O-RADS is an international initiative that has involved extensive collaboration with competing national and international societies. Our membership was primarily derived from several major initiatives that prompted our formation, including:
- "The Society of Radiologists in Ultrasound Consensus Statement,” a North American initiative helpful in determining management of cystic lesions
- The International Consensus, the first collaboration of European and North American management approaches promoting a more conservative, standardized approach while optimizing the referral pattern to a gynecologist when malignancy is suspected
- Terms and risk stratification models developed by the International Ovarian Tumor Analysis Group (IOTA)
The Committee also consisted of members representing national and international societies who could contribute to and eventually help promote our system. As a result, development of the O-RADS guidelines has been a collaborative, multidisciplinary, international effort that brings together two US approaches:
- The pattern-based approach commonly used in North America
- European-based IOTA models with the incorporation of the Assessment of Different NEoplasias in the adneXa (ADNEX) model, a mathematical risk prediction model
What has been the work of the O-RADS Committee to date?
The O-RADS Committee comprises two parallel working groups with experts in radiology, gynecology, gynecologic oncology, and pathology: one for US, which is the primary modality, and another for MRI, which is a secondary, problem-solving tool. Both groups have members representing multiple national and international imaging and non-imaging organizations. In addition to chairing the entire committee, I have chaired and have been primarily involved with the US Working Group, and Caroline Reinhold, MD, MSc, associate chair and professor of radiology and gynecology at McGill University Health Center in Montreal, has chaired the MRI Working Group.
Our first phase was the development of a lexicon, a practical uniform vocabulary where we describe the imaging characteristics of ovarian and adnexal lesions. In phase two, the lexicon was applied to risk stratification, which is critical for consistent follow-up and management. Only O-RADS US includes management strategies, although these management recommendations may include an MRI.

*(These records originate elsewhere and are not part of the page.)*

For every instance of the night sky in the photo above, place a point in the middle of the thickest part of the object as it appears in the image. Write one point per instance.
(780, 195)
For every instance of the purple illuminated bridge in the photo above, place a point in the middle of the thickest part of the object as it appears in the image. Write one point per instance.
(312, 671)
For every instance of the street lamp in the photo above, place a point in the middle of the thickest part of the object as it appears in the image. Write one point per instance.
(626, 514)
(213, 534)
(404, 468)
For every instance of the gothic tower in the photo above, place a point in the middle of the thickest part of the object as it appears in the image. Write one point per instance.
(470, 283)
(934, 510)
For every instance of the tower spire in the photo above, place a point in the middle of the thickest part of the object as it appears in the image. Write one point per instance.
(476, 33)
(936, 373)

Collectively, the members of the O-RADS Committee feel that this system will have a significant impact on the practice of radiology and women’s healthcare by emphasizing structured classification and reporting of adnexal masses.

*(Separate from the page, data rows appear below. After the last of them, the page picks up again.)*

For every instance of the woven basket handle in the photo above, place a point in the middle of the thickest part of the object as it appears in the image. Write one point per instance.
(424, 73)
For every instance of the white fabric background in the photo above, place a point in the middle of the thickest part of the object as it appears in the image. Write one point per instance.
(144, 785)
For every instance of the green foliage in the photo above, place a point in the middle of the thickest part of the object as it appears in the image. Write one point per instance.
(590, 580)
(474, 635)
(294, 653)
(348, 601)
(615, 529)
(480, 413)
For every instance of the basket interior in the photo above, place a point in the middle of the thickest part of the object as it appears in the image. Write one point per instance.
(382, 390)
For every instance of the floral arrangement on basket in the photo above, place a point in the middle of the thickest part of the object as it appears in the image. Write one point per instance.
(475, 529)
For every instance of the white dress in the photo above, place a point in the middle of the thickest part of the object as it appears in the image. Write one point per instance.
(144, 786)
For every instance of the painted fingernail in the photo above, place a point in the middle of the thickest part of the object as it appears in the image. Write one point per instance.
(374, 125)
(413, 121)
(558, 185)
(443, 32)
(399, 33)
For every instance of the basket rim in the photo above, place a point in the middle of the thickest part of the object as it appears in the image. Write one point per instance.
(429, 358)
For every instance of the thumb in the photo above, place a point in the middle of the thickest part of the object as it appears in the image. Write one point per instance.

What steps should radiologists take to improve Q&S for ovarian and adnexal mass patient care?
First, one must understand that to have the highest quality of care, everyone needs to be speaking the same language, which we hope to be the lexicon of O-RADS. This begins with the two general categories of findings that are either physiologic or lesions and continues with the five main subcategories of lesions. In addition, a uniform lexicon will permit the collection of reports employing structured tools, providing the opportunity for data scientists to improve outcomes research and ultimately improve ovarian cancer detection rates. Across the board, we all need to use the same terminology.
With terminology in place, we can use the common lexicon to assign the lesion to the correct risk category and recommend appropriate management. Patients with benign-appearing lesions can be offered conservative management, preventing unnecessary surgery. Patients with lesions of higher risk of malignancy in the O-RADS category 3 can be managed by a gynecologist using minimally invasive surgery. Those in O-RADS categories 4 and 5 would need involvement of the gynecologic oncologist for appropriate supervision of care.
How do you hope your contributions to O-RADS will impact the specialty and women’s health in general?
Collectively, the members of the O-RADS Committee feel that this system will have a significant impact on the practice of radiology and women’s healthcare by emphasizing structured classification and reporting of adnexal masses. As for me, any success that I have had in the field of medicine can be attributed to a desire to influence and leave this world a little better in some way. My hope is that this data system will make a meaningful contribution as my legacy to women’s healthcare.